Do the investors create a separate legacy portfolio right away?

Some retirees I’ve worked with segregate [these assets] immediately; others will set up foundations or donor-advised funds as a giving vehicle.

Others don’t segregate it but like to know on a year-by-year basis what the number is.

Where does the target-date component come in?

With target-date funds, typically people glide-path down to a fairly low equity allocation in retirement. But this glide path isn’t optimal from a wealth perspective for a couple of reasons.

One is that if you expect negative inflation-adjusted returns in fixed income — as we do now — the assumptions behind those [target-date] models are pretty far off.

Secondly, if someone has a surplus in retirement — a legacy portfolio — their glide path should probably start [going] back up once the [investor] has gone through the danger period in retirement — after they’ve been retired, say, 10 years and haven’t had a disastrous outcome from a market standpoint.
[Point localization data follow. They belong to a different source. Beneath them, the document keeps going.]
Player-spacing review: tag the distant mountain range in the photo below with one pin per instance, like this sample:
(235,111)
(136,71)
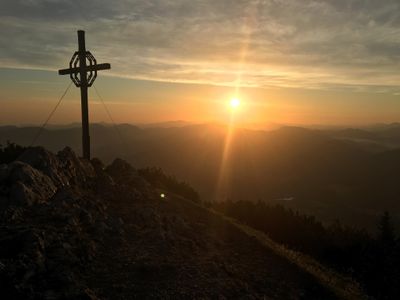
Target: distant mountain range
(351,174)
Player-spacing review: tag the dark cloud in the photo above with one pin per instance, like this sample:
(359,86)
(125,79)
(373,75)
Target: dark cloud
(319,43)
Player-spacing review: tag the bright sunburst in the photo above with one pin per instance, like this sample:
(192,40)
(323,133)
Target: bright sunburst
(235,102)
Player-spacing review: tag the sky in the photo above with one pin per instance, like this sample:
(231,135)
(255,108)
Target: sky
(303,62)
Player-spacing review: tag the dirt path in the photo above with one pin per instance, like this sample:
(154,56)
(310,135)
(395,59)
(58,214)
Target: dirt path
(172,249)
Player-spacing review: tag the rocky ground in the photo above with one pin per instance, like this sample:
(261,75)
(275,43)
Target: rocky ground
(73,229)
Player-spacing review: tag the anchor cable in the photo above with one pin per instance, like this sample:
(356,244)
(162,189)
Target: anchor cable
(39,132)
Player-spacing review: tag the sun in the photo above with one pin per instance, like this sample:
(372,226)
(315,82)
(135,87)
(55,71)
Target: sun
(234,103)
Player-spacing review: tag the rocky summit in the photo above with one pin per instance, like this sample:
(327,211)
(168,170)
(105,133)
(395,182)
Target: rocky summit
(76,229)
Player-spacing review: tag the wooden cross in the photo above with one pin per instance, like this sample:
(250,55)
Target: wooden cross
(83,69)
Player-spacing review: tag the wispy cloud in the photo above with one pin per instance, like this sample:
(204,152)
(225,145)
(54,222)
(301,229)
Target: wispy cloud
(349,44)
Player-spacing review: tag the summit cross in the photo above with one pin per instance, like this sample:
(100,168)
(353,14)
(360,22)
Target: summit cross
(82,70)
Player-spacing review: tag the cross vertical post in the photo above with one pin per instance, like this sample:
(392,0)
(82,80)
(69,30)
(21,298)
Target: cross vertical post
(84,95)
(82,70)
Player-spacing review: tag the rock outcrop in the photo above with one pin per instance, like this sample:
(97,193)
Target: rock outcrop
(74,229)
(52,219)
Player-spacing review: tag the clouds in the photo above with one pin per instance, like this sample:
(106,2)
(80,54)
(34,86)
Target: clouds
(313,44)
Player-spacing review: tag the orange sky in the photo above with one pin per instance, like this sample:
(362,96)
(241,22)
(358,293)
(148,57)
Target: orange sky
(28,96)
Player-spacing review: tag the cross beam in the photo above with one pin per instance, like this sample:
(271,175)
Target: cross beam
(83,69)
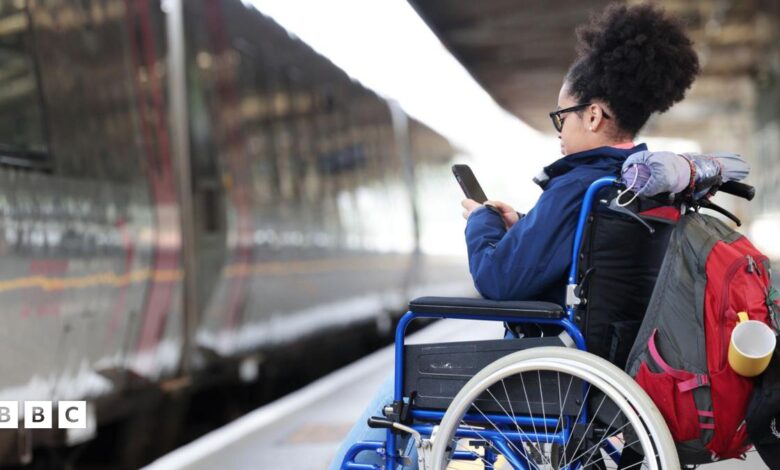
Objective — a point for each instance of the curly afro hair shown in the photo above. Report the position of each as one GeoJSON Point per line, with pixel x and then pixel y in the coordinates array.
{"type": "Point", "coordinates": [636, 59]}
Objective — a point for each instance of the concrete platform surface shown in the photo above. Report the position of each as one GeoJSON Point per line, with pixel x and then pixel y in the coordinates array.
{"type": "Point", "coordinates": [303, 430]}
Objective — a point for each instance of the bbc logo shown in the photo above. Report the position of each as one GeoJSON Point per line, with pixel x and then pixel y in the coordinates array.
{"type": "Point", "coordinates": [38, 414]}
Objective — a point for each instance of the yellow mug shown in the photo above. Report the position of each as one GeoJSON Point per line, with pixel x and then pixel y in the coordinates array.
{"type": "Point", "coordinates": [751, 346]}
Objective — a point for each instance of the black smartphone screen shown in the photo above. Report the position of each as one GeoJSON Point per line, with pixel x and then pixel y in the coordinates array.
{"type": "Point", "coordinates": [468, 182]}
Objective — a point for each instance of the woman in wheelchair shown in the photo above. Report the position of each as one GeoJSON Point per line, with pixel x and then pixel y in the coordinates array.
{"type": "Point", "coordinates": [564, 412]}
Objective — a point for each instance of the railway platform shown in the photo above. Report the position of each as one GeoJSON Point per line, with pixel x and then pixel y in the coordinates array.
{"type": "Point", "coordinates": [303, 430]}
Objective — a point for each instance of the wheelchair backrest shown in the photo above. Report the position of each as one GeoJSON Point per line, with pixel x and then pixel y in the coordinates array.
{"type": "Point", "coordinates": [619, 261]}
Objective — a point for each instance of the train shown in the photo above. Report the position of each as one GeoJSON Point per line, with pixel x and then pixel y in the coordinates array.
{"type": "Point", "coordinates": [196, 210]}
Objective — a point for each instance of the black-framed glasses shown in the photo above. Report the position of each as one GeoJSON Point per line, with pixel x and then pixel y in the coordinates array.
{"type": "Point", "coordinates": [558, 120]}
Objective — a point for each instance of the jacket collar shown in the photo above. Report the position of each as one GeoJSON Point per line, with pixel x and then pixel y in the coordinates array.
{"type": "Point", "coordinates": [600, 158]}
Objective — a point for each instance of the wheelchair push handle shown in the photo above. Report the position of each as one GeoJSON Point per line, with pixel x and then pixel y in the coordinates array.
{"type": "Point", "coordinates": [738, 189]}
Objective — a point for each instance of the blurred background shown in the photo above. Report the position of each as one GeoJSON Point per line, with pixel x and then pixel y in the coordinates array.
{"type": "Point", "coordinates": [197, 196]}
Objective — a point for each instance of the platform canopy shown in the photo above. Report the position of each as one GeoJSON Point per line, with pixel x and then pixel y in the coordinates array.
{"type": "Point", "coordinates": [519, 51]}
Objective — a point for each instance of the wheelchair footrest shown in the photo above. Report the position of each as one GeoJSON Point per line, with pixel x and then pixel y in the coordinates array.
{"type": "Point", "coordinates": [435, 373]}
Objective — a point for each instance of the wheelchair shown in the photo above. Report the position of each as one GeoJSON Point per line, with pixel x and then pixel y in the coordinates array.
{"type": "Point", "coordinates": [536, 402]}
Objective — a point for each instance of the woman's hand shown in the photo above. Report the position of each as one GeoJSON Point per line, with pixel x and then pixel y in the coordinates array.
{"type": "Point", "coordinates": [470, 205]}
{"type": "Point", "coordinates": [508, 214]}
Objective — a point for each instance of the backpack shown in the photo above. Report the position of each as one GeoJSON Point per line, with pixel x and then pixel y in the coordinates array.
{"type": "Point", "coordinates": [710, 272]}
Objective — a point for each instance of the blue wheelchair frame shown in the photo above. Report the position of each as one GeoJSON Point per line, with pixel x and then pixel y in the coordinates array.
{"type": "Point", "coordinates": [499, 439]}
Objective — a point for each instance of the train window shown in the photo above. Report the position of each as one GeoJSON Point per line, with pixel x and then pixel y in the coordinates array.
{"type": "Point", "coordinates": [22, 134]}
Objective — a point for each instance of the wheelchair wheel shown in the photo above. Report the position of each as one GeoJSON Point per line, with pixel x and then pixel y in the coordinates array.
{"type": "Point", "coordinates": [550, 408]}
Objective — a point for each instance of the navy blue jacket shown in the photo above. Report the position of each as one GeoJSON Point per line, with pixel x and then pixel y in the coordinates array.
{"type": "Point", "coordinates": [531, 260]}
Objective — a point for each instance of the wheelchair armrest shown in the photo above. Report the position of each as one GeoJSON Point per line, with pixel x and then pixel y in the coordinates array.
{"type": "Point", "coordinates": [478, 307]}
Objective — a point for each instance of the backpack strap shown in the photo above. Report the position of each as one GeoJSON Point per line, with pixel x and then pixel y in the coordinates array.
{"type": "Point", "coordinates": [688, 380]}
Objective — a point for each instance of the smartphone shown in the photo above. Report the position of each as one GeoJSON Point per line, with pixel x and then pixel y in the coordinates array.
{"type": "Point", "coordinates": [468, 182]}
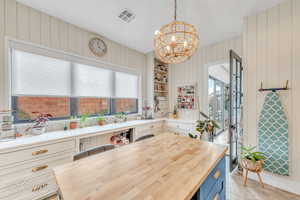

Therefore, they could start taking more risk again. And the right place to take that risk usually is their legacy portfolio, because it has a long time horizon and is growing.

How exactly does that work?

Usually, retirees will be spending down their retirement assets somewhat, but that legacy portfolio that’s not being gifted away is actually growing over time. 

So the optimal glide path, when you add both these components together, tends to be one that’s more of a U-shape.

The actual shape is specific to every investor based on how large their legacy portfolio is versus their lifetime assets.

With today’s technology, we all don’t need to have the same glide path. We should have very specific, custom glide paths based on our situation and goals in retirement.

Which is to say …

Once we’re in retirement, we shouldn’t expect to just flatline in bonds.